Thursday, March 6, 2008 | 2 a.m.
The public’s trust in doctors has been shaken, if not shattered, by the stunning news last week that a busy surgery center violated basic hygiene procedures, leading to the potential spread of hepatitis C and other blood-borne diseases.
The Southern Nevada Health District has linked six hepatitis C cases to the now-closed Endoscopy Center of Southern Nevada and recommended that 40,000 people undergo testing. The center’s managers have been accused of ordering staff to use syringes and vials of anesthesia more than once to save money. Doing so allowed the spread of diseases among patients.
On Tuesday state health officials issued a statement encouraging surgery patients to ask questions about their doctors’ hygiene policies before undergoing procedures. It turns our stomach to think that we need to ask the doctor during our next visit whether he is sterilizing his instruments and using needles and syringes only once.
That, however, leads us to wonder what else, as patients, we should be asking about.
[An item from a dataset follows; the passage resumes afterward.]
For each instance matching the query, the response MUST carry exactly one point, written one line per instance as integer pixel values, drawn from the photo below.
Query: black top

Patients put their trust in doctors and nurses all the time and typically with good reason, but the endoscopy scandal shows us that patients need to be better consumers.
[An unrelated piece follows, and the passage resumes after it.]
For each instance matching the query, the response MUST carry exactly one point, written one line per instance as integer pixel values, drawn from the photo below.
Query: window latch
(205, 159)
But being a good consumer can be difficult given the complexity of modern medicine, which can be daunting to the layperson, and the constraints of medical insurance, which often limits treatment options. With all the information on the Internet, it is difficult to discern what is reliable, and important information — such as a doctor’s background and track record — is often unavailable.
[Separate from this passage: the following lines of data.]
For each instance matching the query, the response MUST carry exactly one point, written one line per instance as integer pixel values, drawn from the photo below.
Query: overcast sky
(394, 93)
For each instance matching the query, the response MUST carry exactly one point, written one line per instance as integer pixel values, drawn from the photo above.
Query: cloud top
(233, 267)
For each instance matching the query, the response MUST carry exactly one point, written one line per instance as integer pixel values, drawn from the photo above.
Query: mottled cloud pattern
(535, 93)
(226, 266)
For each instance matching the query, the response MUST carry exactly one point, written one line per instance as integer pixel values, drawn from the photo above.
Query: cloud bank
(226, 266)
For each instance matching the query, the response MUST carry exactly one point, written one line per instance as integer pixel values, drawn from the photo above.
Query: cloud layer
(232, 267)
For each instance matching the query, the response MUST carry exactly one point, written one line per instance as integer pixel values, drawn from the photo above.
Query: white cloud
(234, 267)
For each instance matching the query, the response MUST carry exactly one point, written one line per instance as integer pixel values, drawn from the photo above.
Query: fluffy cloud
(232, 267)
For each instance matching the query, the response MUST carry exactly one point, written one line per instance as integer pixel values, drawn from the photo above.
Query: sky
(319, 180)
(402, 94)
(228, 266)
As consumers, patients need better information. Detailed information about doctors, nurses and other medical providers, including the specific nature of complaints and malpractice judgments against them, should be easily accessible on the Internet. So should inspection reports of hospitals, surgery centers and other medical facilities.
Unfortunately, the Nevada Board of Medical Examiners had malpractice judgments taken off its Web site three years ago, on the grounds that state law does not specifically require that judgments be posted online. The board acted disgracefully and was merely protecting physicians who complained that the judgments made them look bad.
If the board won’t do the right thing, then the Legislature should change the law to force the board to make such information readily accessible online. That would be a step toward protecting the public health and restoring the public’s trust.